Thursday, October 15, 2020

Graveyard is a Cool Name for a Horse.


For this week, I tried an experiment. I typed a titles for pulp magazines into a random list generator and then, well, randomized them. The top title was Dime Western Magazine.


I then searched for this title in the Internet Archives. The first complete issue that came up was the March 1939 issue and the first short story listed on the contents page was "All Strangers Must Die!" by Tom Roan.




If it had been a terrible story, I would have passed on writing about it. Though on rare occasions I will use this blog to vent about a terrible storytelling effort, most of the time I like to concentrate on worthwhile fiction, films and comics. Things that are worth revisiting.


"All Strangers Must Die!" is a fun read, because it generates an effective atmosphere as the protagonist (Pocotello Dave Deeth) tracks a killer into a rocky, near-inaccessible wasteland. The author grabs you with a great opening sentence--For more than eighty miles of rough trail there had been silence--and then draws you into a world of narrow ledges, steep rock-strewn slopes and thick tension.  There's also a superb action scene in which the good guys are galloping down one of those narrow ledges at breakneck speed while being shot at by some bad guys located above them.

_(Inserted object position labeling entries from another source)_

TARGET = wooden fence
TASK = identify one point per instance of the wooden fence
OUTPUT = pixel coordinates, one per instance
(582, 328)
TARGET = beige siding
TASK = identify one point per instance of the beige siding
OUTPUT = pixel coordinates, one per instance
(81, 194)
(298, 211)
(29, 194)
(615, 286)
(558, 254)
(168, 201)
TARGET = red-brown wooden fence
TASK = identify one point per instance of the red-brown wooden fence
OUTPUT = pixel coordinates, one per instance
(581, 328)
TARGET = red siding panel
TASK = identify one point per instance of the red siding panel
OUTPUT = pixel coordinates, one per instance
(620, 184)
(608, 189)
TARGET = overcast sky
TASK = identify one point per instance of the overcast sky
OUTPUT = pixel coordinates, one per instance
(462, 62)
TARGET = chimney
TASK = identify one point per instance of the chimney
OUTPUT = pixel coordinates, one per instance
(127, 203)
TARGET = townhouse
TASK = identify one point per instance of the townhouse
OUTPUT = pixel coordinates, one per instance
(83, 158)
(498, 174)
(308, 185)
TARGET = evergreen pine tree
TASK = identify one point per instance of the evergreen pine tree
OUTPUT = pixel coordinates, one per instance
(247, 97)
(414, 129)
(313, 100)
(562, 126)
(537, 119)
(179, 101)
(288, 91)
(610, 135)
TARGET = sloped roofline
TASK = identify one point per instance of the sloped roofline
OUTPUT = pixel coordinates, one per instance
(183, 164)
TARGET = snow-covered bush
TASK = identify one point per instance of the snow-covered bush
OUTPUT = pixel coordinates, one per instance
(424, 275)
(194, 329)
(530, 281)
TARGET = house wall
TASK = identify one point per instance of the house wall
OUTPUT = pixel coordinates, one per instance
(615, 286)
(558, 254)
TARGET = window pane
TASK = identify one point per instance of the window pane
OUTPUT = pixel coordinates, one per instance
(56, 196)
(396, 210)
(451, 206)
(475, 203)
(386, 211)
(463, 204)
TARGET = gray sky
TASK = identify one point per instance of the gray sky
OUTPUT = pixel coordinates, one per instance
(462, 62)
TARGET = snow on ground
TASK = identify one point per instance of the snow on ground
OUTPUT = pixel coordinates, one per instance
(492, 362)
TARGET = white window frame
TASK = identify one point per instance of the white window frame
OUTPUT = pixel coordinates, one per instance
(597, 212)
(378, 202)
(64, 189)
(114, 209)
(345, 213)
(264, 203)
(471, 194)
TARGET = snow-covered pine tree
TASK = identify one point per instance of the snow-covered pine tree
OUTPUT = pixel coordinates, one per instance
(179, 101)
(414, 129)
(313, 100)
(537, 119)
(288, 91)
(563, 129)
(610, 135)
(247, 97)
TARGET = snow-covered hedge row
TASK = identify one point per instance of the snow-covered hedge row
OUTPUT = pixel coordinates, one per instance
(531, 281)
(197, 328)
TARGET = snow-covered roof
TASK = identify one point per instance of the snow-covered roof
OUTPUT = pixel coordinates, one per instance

Also, there hero's horse is named Graveyard. That's just cool.


There's also an interesting twist at the end involving the identity of the killer Deeth is pursuing and a ranch worker who takes matters into his own hands when the ranch owner doesn't realize he's about to be betrayed.


The story is flawed, though, in that it is simply too abrupt. There's enough story potential here for a novella and the 9+ pages the tale runs is too darn short to properly contain it all. The climax, in which double-crossin' varmints have to be taken care of and a ranch then defended against yet another set of double-crossin' varmints, is too rushed. Also, the supposed hero of the story--Dave Deeth--isn't given anything important to do during that climax. He's essentially just another soldier in the ranks.


It's all good, but there was potential for it to be great. "All Strangers Must Die!" is worth the few minutes it takes you to read it (you can find it HERE), but I would have gladly spend an hour or two reading a proper version of the story.